In a previous formative qualitative study among T2D (Blinded for review)
we showed the inclusion of the standard TPB constructs (attitude,
subjective norm, PBC), as well as risk perceptions and planning factors
from the HAPA, which appeared viable as the focus of a behaviour change
intervention among this cohort. To our knowledge, there is no TPB-based
intervention among diabetes patients in Iran.

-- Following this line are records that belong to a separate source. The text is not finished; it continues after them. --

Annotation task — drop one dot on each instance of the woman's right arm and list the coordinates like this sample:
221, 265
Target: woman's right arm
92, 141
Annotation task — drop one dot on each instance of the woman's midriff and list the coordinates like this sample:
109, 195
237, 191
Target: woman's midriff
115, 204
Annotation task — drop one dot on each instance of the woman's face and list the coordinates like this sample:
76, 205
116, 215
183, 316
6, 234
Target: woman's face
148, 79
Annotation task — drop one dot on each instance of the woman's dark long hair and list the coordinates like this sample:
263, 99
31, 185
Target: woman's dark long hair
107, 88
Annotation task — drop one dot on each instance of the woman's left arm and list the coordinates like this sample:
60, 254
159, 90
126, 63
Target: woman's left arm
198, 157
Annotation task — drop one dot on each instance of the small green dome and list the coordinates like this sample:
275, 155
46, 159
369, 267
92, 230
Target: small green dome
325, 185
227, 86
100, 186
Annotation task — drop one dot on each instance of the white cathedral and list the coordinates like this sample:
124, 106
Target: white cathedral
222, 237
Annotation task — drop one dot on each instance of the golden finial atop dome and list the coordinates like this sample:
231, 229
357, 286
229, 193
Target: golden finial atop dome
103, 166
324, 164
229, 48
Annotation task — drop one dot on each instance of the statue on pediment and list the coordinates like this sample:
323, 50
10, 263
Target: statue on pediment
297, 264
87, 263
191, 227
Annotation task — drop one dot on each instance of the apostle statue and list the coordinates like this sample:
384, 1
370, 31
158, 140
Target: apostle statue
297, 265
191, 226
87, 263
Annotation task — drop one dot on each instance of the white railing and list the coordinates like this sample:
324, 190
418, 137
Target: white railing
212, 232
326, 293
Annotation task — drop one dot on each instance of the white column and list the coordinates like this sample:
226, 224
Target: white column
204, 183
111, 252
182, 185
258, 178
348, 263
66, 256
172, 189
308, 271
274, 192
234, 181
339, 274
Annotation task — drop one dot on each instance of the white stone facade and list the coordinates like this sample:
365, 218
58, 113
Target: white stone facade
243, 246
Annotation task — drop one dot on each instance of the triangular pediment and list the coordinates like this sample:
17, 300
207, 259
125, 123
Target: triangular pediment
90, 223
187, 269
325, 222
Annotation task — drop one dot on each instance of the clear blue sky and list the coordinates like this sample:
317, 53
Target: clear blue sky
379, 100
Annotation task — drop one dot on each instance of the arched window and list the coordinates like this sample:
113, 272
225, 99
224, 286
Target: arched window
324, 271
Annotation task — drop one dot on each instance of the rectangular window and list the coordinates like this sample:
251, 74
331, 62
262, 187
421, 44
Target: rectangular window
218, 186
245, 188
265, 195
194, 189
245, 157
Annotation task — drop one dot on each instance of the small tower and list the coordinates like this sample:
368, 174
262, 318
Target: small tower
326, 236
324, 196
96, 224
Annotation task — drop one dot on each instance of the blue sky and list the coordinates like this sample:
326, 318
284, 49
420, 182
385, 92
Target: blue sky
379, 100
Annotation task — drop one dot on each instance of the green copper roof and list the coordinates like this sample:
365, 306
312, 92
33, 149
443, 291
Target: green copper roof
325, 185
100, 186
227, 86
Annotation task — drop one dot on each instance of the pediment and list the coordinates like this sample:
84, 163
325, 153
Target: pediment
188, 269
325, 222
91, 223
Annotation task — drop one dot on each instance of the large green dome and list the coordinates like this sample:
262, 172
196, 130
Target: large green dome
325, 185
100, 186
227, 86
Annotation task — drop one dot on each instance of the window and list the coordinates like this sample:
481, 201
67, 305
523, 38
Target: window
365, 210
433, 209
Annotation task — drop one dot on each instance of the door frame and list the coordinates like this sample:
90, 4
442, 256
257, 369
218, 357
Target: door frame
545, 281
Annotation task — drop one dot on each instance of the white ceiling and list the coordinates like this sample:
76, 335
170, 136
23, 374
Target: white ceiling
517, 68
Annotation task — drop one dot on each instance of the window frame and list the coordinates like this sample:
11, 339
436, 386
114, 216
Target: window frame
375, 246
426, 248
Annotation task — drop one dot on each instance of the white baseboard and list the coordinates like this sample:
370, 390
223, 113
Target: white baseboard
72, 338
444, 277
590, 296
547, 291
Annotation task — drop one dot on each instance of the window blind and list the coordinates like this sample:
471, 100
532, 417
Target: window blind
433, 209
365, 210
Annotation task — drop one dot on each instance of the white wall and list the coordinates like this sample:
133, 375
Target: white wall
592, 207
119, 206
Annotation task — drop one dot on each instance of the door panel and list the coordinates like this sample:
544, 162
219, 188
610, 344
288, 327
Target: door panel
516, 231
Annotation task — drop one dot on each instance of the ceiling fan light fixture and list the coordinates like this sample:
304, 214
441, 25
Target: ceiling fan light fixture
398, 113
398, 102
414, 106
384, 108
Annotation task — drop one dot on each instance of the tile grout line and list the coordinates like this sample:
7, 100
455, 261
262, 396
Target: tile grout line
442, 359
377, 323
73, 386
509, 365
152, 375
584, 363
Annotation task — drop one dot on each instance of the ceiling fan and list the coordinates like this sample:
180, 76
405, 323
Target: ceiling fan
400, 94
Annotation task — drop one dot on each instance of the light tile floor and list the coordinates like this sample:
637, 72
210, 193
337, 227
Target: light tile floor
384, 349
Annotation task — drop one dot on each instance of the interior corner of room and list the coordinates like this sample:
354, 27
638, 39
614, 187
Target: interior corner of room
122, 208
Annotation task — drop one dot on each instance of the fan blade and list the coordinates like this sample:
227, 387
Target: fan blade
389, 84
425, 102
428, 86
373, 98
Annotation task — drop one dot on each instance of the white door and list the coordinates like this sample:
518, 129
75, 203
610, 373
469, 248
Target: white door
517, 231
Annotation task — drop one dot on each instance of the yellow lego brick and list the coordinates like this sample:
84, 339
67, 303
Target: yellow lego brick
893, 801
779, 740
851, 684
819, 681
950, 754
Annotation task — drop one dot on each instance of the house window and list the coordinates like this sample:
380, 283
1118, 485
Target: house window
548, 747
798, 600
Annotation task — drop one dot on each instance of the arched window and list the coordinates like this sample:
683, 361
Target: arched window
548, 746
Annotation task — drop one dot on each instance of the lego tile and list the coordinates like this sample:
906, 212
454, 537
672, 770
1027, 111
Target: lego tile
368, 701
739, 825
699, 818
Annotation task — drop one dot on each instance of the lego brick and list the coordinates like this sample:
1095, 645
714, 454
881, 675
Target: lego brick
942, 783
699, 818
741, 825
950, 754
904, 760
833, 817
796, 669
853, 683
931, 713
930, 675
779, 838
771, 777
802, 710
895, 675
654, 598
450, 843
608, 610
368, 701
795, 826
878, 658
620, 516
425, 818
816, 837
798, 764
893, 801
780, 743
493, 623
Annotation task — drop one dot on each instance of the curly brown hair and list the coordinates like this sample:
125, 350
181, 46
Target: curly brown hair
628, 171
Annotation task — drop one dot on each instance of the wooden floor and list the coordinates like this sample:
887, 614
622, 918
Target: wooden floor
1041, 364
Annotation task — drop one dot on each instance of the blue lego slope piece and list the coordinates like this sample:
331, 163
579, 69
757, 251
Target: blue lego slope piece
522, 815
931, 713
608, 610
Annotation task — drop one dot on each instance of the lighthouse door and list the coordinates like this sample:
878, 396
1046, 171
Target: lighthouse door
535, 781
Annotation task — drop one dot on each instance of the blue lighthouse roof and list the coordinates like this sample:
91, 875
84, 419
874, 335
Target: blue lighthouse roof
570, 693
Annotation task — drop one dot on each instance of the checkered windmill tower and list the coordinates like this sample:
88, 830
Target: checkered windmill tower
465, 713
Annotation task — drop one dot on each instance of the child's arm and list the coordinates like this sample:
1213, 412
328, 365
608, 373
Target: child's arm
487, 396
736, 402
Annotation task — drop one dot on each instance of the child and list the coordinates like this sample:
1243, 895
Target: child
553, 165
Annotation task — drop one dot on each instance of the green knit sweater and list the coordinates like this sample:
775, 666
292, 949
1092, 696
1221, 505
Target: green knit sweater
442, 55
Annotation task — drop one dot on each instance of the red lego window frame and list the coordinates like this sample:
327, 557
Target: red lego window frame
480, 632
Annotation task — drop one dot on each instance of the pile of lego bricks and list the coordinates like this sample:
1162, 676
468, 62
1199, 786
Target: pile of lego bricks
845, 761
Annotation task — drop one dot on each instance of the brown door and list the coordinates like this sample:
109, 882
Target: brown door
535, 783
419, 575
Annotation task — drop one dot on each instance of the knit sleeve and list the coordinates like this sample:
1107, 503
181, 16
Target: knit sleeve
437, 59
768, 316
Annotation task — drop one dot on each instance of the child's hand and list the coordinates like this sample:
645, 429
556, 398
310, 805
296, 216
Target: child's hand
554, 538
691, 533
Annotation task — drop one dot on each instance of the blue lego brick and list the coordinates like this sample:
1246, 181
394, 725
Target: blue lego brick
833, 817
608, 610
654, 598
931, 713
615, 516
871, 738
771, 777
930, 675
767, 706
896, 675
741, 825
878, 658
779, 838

Thus, the present study
employed an integrated theoretical framework for informing and
evaluating a behavioural intervention to promote low-fat food
consumption, carbohydrate counting, and physical activity, three
critical behaviours in diabetes management. We hypothesized that
intervention participants would demonstrate an improvement compared to
control participants at the end of the study, for (a) attitude,
subjective norm, perceived behavioural control, intention, planning and
risk perception for the three diabetes management behaviours, (b) the
self-reported diabetes management behaviour, and (c) the behavioural
indicators of weight, BMI, TG, and LDL-c.